Nous étions une trentaine d'étudiants et notre travail était dans un premier temps de remettre à jour les cartes et cadastres municipaux de Damas, qui n'avaient pas été retouchés depuis les années 1970.
Nous nous inscrivions dans une série de projets similaires ; un groupe par année partait, encadré toujours par les mêmes professeurs ( d'excellents urbanistes de notre école, l'ENSAV, de Versailles ), pour travailler sur une ville différente de la banlieue de Damas.
Notre groupe a travaillé sur Daraya-Charkieh - l'orthographe n'est pas nécessairement exacte, je m'en excuse - pendant plusieurs semaines.
Il faut savoir que la banlieue de Damas occupe la Ghouta, une oasis qui est issue ( de ce que j'ai retenu ) d'un fleuve descendant des monts Liban pour disparaître dans le désert. Cette vaste zone de verdure a très vite été irriguée et cultivée, notamment par les romains qui ont mis en place tout un réseau de canaux. La richesse de Damas vient en partie des nombreuses récoltes qu'elle peut tirer de ces champs en plein désert.

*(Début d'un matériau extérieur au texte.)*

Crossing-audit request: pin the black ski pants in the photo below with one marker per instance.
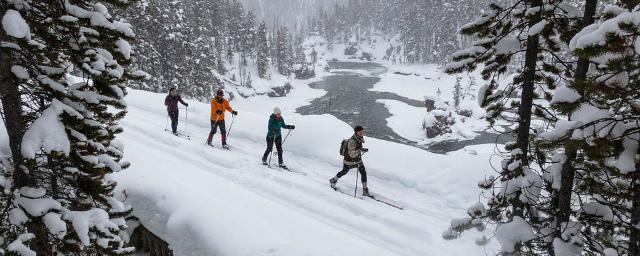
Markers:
(173, 115)
(223, 131)
(270, 141)
(361, 169)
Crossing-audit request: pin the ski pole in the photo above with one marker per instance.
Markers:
(285, 138)
(355, 192)
(213, 127)
(186, 128)
(233, 119)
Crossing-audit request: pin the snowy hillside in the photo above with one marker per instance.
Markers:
(207, 201)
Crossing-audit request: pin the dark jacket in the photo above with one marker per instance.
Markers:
(275, 125)
(354, 150)
(172, 102)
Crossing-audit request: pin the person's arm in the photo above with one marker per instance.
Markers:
(182, 101)
(284, 125)
(352, 150)
(227, 106)
(270, 128)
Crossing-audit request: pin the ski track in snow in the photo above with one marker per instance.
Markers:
(206, 201)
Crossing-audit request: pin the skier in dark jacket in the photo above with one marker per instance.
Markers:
(276, 123)
(353, 159)
(171, 101)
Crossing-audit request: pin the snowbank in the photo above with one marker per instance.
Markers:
(206, 201)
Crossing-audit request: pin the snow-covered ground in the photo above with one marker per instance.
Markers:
(207, 201)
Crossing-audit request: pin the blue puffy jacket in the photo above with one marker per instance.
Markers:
(275, 126)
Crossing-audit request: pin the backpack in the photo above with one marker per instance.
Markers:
(343, 147)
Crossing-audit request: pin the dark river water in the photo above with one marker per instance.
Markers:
(348, 98)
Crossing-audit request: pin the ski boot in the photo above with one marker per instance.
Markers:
(365, 189)
(333, 182)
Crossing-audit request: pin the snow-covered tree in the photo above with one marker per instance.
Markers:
(600, 137)
(56, 191)
(531, 36)
(262, 55)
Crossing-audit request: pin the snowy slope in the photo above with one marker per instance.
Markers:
(206, 201)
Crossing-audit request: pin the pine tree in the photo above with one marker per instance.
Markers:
(602, 132)
(534, 31)
(63, 201)
(262, 51)
(457, 92)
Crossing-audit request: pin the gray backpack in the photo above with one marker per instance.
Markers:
(343, 147)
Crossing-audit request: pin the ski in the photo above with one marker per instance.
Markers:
(385, 202)
(179, 135)
(361, 197)
(284, 169)
(211, 145)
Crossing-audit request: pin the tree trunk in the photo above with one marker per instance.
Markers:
(15, 124)
(634, 236)
(568, 172)
(526, 99)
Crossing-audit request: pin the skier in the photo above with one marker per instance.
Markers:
(218, 106)
(276, 123)
(353, 159)
(171, 101)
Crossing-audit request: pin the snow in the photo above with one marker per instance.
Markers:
(47, 132)
(15, 25)
(38, 206)
(83, 221)
(405, 119)
(537, 28)
(626, 163)
(20, 248)
(20, 72)
(55, 224)
(508, 45)
(124, 47)
(203, 201)
(514, 232)
(565, 94)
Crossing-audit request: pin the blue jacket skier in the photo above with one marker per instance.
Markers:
(276, 123)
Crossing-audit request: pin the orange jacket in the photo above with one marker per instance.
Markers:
(217, 106)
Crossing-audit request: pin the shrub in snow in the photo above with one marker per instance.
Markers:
(351, 50)
(63, 147)
(437, 123)
(280, 91)
(530, 36)
(303, 72)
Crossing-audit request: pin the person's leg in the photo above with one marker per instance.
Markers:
(212, 132)
(334, 180)
(363, 174)
(223, 132)
(173, 115)
(269, 148)
(279, 148)
(345, 170)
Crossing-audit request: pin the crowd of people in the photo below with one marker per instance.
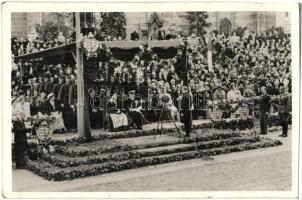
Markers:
(241, 67)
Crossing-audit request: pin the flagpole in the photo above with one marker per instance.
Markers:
(210, 61)
(82, 107)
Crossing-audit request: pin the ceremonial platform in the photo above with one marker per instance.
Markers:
(68, 157)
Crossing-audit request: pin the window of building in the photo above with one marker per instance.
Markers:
(286, 14)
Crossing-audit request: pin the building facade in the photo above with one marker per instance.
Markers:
(23, 23)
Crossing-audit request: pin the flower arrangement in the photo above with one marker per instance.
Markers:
(131, 160)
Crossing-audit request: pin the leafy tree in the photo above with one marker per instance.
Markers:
(240, 31)
(53, 24)
(114, 24)
(197, 22)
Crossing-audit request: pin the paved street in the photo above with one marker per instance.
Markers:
(261, 170)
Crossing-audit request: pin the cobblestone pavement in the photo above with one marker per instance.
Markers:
(255, 170)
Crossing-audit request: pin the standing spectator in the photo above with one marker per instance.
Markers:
(20, 131)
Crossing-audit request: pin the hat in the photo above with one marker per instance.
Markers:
(50, 95)
(47, 75)
(131, 92)
(13, 100)
(153, 81)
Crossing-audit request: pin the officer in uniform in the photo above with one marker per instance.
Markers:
(132, 107)
(20, 131)
(265, 104)
(186, 112)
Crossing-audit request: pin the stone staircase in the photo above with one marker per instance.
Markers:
(100, 156)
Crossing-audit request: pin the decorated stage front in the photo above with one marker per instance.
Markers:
(69, 157)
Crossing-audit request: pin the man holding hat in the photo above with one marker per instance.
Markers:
(132, 108)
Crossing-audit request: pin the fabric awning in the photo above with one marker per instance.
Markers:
(115, 45)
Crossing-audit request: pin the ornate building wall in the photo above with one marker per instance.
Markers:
(221, 21)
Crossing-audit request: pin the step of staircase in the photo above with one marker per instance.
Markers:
(67, 161)
(142, 157)
(126, 144)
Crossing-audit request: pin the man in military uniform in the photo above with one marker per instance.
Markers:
(49, 85)
(284, 110)
(265, 104)
(186, 111)
(20, 131)
(132, 107)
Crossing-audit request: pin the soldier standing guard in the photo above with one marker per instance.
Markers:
(284, 110)
(20, 131)
(186, 112)
(265, 104)
(132, 107)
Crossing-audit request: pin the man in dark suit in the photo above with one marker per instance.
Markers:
(265, 104)
(186, 111)
(132, 107)
(284, 108)
(20, 131)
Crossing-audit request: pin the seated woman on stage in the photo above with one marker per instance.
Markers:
(133, 108)
(118, 120)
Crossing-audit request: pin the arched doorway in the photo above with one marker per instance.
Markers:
(225, 26)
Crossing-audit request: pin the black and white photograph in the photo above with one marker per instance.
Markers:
(153, 100)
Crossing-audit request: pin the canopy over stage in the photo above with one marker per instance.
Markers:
(124, 50)
(76, 51)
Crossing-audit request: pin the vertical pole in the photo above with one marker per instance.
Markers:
(82, 107)
(210, 62)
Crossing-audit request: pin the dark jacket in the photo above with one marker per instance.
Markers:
(265, 103)
(186, 105)
(48, 108)
(20, 131)
(285, 104)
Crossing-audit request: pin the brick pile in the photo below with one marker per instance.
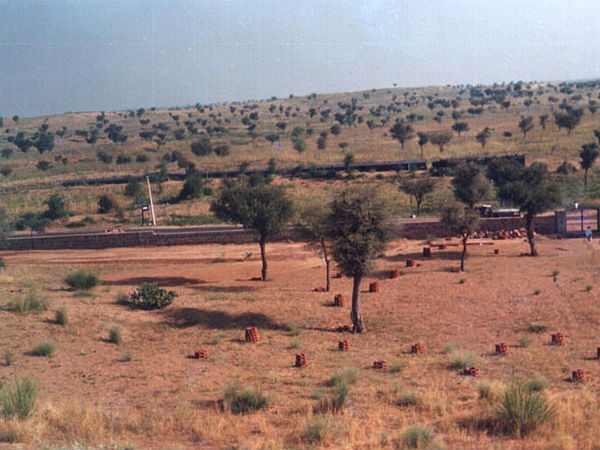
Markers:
(251, 334)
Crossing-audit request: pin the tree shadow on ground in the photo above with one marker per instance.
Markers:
(219, 320)
(161, 281)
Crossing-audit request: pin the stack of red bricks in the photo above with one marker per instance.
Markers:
(201, 353)
(558, 339)
(380, 364)
(374, 286)
(579, 376)
(417, 348)
(472, 371)
(251, 334)
(502, 349)
(301, 360)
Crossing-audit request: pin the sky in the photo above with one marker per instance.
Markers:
(60, 56)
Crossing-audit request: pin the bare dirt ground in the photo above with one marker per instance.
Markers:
(163, 398)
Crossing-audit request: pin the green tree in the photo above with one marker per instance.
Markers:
(193, 187)
(526, 125)
(418, 188)
(315, 218)
(440, 139)
(57, 208)
(460, 127)
(264, 208)
(483, 136)
(463, 221)
(358, 233)
(588, 155)
(423, 140)
(469, 184)
(534, 194)
(402, 132)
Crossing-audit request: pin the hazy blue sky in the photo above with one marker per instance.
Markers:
(82, 55)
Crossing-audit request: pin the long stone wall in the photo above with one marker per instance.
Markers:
(411, 230)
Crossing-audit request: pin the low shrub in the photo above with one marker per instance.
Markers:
(462, 360)
(44, 348)
(18, 399)
(537, 384)
(81, 280)
(27, 304)
(417, 437)
(348, 375)
(522, 410)
(151, 296)
(241, 400)
(332, 401)
(408, 399)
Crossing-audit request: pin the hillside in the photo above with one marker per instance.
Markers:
(298, 130)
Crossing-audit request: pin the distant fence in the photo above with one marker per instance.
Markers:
(549, 225)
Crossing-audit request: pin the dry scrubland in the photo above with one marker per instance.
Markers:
(148, 392)
(27, 187)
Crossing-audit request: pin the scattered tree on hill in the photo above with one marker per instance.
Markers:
(358, 234)
(588, 155)
(203, 147)
(483, 136)
(526, 125)
(423, 140)
(469, 184)
(460, 127)
(56, 207)
(463, 221)
(440, 139)
(193, 187)
(418, 188)
(315, 218)
(266, 209)
(402, 132)
(568, 120)
(531, 190)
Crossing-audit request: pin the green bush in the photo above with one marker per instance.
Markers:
(81, 280)
(522, 410)
(151, 296)
(60, 316)
(417, 437)
(44, 348)
(242, 400)
(27, 304)
(18, 399)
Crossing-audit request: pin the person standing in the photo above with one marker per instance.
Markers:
(588, 234)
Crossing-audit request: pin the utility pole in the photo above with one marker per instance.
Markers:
(151, 203)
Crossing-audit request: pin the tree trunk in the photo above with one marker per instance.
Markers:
(327, 265)
(263, 242)
(355, 315)
(464, 254)
(529, 220)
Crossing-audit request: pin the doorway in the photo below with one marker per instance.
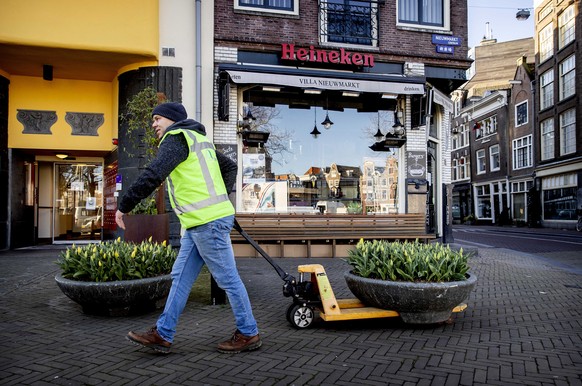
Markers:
(78, 203)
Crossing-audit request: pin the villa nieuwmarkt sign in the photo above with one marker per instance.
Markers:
(311, 54)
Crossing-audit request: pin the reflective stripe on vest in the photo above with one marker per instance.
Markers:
(197, 148)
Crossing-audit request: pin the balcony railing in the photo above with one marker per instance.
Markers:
(347, 21)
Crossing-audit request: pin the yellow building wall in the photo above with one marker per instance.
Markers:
(128, 26)
(62, 95)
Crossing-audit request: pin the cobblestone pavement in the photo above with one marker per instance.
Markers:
(522, 326)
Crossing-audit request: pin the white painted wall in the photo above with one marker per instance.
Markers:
(178, 30)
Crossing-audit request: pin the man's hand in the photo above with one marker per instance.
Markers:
(119, 219)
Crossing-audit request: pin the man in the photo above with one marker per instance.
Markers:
(198, 180)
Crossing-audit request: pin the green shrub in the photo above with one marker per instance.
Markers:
(116, 260)
(408, 261)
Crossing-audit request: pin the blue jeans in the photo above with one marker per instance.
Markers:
(207, 244)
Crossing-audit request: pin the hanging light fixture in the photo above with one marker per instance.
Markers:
(327, 122)
(247, 120)
(378, 134)
(397, 126)
(315, 133)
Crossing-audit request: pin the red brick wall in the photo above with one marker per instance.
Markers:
(265, 32)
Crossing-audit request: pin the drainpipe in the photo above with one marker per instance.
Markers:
(198, 50)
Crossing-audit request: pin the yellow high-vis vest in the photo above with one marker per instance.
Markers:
(196, 188)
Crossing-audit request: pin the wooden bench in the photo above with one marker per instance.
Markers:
(331, 229)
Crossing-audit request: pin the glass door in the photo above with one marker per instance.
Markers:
(78, 202)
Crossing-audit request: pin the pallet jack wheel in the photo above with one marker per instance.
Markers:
(300, 316)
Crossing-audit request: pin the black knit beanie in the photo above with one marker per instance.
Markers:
(174, 111)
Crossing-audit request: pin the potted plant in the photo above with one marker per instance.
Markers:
(422, 282)
(117, 277)
(138, 117)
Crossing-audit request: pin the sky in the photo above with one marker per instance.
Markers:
(500, 14)
(348, 139)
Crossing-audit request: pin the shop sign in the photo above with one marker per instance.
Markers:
(311, 54)
(416, 164)
(445, 49)
(446, 40)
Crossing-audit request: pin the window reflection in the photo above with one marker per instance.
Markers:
(337, 173)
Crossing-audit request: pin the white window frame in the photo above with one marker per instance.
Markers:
(520, 146)
(487, 127)
(568, 132)
(546, 42)
(547, 89)
(481, 165)
(257, 6)
(494, 158)
(461, 139)
(460, 166)
(547, 139)
(517, 116)
(566, 27)
(567, 70)
(446, 6)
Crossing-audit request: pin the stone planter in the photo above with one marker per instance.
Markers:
(417, 303)
(140, 227)
(117, 298)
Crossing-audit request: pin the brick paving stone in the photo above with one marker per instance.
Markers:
(522, 326)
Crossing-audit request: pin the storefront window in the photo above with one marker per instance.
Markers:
(335, 173)
(560, 197)
(483, 209)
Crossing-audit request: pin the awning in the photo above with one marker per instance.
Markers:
(325, 80)
(442, 99)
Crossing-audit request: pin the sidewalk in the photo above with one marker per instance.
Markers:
(522, 326)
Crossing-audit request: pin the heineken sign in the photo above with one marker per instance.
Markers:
(311, 54)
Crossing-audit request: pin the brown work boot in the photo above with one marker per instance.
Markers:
(239, 343)
(150, 339)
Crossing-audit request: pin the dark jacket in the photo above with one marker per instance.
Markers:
(172, 151)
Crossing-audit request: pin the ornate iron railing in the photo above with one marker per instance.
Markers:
(349, 21)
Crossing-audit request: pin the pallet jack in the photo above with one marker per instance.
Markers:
(314, 294)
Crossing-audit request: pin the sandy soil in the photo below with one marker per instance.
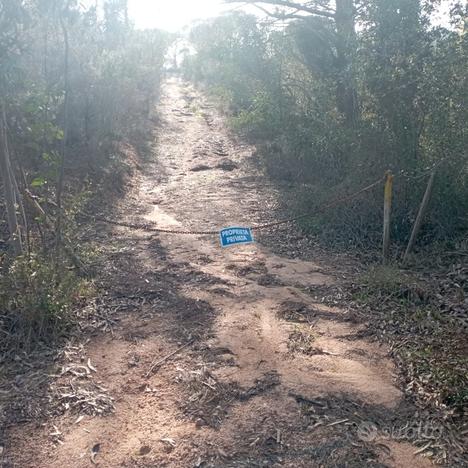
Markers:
(267, 376)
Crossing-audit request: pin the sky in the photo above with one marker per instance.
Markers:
(173, 15)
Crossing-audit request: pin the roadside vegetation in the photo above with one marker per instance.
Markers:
(334, 99)
(77, 91)
(334, 96)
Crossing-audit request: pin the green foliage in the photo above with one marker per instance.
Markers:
(110, 80)
(284, 88)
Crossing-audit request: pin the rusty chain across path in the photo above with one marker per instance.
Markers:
(257, 227)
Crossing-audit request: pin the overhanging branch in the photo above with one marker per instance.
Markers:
(298, 7)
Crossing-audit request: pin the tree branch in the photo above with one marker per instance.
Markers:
(306, 8)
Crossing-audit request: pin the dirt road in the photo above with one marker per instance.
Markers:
(263, 373)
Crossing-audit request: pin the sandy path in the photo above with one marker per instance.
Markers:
(269, 377)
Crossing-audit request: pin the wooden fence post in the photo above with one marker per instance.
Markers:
(419, 217)
(387, 212)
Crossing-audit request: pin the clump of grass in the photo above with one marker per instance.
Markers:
(301, 341)
(384, 282)
(36, 298)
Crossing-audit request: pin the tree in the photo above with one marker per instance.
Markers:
(343, 43)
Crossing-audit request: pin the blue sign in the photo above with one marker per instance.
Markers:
(235, 235)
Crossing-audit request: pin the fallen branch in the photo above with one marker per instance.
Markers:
(164, 359)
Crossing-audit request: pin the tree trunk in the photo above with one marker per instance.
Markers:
(9, 188)
(347, 100)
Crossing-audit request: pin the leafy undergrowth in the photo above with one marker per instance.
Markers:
(425, 319)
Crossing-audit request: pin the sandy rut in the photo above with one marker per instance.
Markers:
(268, 374)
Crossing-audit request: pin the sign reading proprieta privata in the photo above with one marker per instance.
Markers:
(235, 235)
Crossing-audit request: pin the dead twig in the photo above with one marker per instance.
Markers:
(164, 359)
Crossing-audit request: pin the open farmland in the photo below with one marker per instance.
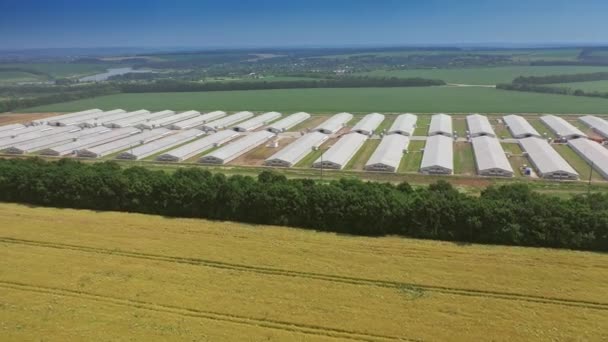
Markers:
(180, 279)
(356, 100)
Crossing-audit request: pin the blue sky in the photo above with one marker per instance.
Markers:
(252, 23)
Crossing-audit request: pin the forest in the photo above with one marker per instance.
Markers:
(507, 214)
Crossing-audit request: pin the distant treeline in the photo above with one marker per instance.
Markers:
(342, 82)
(53, 95)
(549, 79)
(508, 214)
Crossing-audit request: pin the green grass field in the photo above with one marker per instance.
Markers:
(356, 100)
(80, 275)
(11, 77)
(487, 76)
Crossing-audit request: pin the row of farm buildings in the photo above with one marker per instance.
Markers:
(219, 138)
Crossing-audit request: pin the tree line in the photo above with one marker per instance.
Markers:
(508, 214)
(341, 82)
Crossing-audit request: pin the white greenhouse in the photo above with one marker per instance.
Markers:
(340, 153)
(297, 150)
(257, 122)
(441, 124)
(288, 122)
(334, 123)
(490, 158)
(368, 124)
(548, 163)
(199, 146)
(438, 157)
(237, 148)
(389, 153)
(562, 128)
(404, 124)
(479, 125)
(520, 127)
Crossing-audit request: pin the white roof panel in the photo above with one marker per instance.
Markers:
(294, 152)
(288, 122)
(199, 146)
(404, 124)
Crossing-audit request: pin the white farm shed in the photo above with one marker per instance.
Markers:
(368, 124)
(341, 152)
(389, 153)
(334, 123)
(438, 157)
(594, 153)
(297, 150)
(257, 122)
(597, 124)
(169, 120)
(122, 144)
(227, 121)
(562, 128)
(198, 120)
(520, 127)
(548, 163)
(199, 146)
(404, 124)
(490, 158)
(237, 148)
(441, 124)
(479, 125)
(90, 141)
(160, 145)
(288, 122)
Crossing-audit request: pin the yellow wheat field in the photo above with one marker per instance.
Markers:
(80, 275)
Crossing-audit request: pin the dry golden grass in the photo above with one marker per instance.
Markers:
(81, 275)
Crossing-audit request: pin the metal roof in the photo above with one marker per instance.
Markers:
(334, 123)
(257, 122)
(389, 153)
(41, 134)
(341, 152)
(545, 158)
(441, 124)
(520, 127)
(199, 146)
(50, 141)
(561, 127)
(11, 127)
(198, 120)
(169, 120)
(237, 148)
(599, 125)
(294, 152)
(438, 152)
(90, 141)
(55, 119)
(368, 124)
(123, 144)
(160, 145)
(137, 119)
(593, 153)
(404, 124)
(227, 121)
(95, 120)
(288, 122)
(479, 125)
(489, 155)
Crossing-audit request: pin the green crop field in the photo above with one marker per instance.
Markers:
(356, 100)
(601, 86)
(488, 76)
(75, 275)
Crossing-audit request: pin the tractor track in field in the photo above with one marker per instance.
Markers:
(318, 276)
(209, 315)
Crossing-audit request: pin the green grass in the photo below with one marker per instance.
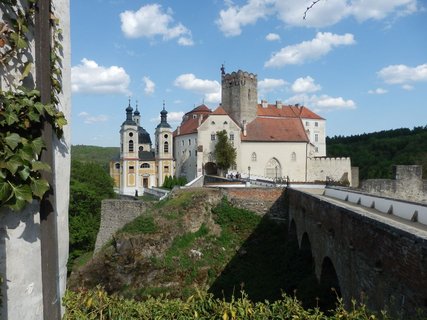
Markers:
(142, 224)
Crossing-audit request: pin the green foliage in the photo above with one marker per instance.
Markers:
(90, 184)
(97, 304)
(171, 182)
(225, 153)
(22, 117)
(140, 225)
(376, 153)
(94, 154)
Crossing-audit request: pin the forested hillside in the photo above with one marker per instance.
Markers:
(376, 153)
(100, 155)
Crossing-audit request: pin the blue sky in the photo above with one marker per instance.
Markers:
(360, 64)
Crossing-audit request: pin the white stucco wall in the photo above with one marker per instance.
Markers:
(281, 151)
(20, 252)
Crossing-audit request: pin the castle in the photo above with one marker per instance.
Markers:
(272, 141)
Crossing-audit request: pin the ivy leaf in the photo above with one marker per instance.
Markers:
(37, 145)
(26, 71)
(18, 205)
(5, 191)
(40, 166)
(13, 140)
(24, 173)
(23, 193)
(13, 164)
(39, 187)
(11, 118)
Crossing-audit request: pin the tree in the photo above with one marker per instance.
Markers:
(225, 153)
(90, 184)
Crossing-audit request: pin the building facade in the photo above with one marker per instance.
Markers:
(140, 166)
(273, 141)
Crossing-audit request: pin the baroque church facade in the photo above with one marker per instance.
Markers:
(139, 165)
(272, 141)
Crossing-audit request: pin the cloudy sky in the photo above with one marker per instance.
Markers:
(360, 64)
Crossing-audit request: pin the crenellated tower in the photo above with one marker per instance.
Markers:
(239, 95)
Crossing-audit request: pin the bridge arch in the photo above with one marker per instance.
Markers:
(329, 285)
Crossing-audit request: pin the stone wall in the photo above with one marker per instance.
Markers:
(407, 184)
(114, 215)
(379, 262)
(260, 200)
(323, 169)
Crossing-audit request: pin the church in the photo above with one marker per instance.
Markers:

Les conclusions de notre mise à jour des cartes sont assez pessimistes ; malgré l'interdiction de construire, chaque héritage, chaque vente de parcelle, chaque subdivision est l'occasion d'ajouter une maison, le plus souvent construite en parpaings ( fabriqués sur place dans des moules rudimentaires ). Ainsi la zone se densifie de façon anarchique et à ce rythme, la Ghouta aura cessé d'exister ( dans le secteur de Daraya en tout cas, mais rien ne nous empêche de penser qu'il en va de même sur les autres communes ) d'ici 30 ans. Parallèlement, les réseaux d'irrigation ne sont pas entretenus et se bouchent ( les ordures et les animaux morts sont régulièrement mis en cause ), ce qui oblige les paysans à creuser des puits et à installer des pompes électriques là où 10 ans auparavant, l'eau arrivait d'elle-même. Les cultures ( maraîchage, menthe, vergers fruitiers, eucalyptus et oliviers ) et les élevages ( chèvres, moutons et vaches ) en pâtissent.
La seconde étape de notre projet était de proposer des solutions d'aménagement du territoire pour juguler le développement de la ville, le canaliser vers une densification réfléchie, avec une mixité ville-campagne. Notre projet incluait une ceinture verte, un réseau de parcs urbains et une réflexion sur les formes traditionnelles de logement syrien, étendu au contexte de ville moderne.
La traversée de la Ghouta à pied avec ses nombreux artisans du bois, ses cultures de menthe et ses eucalyptus embaumant sous le soleil, ainsi que les voyages que nous avons pu faire à travers le pays, restent parmi mes plus beaux souvenirs, et deviennent d'autant plus précieux à la lueur des évènements actuels.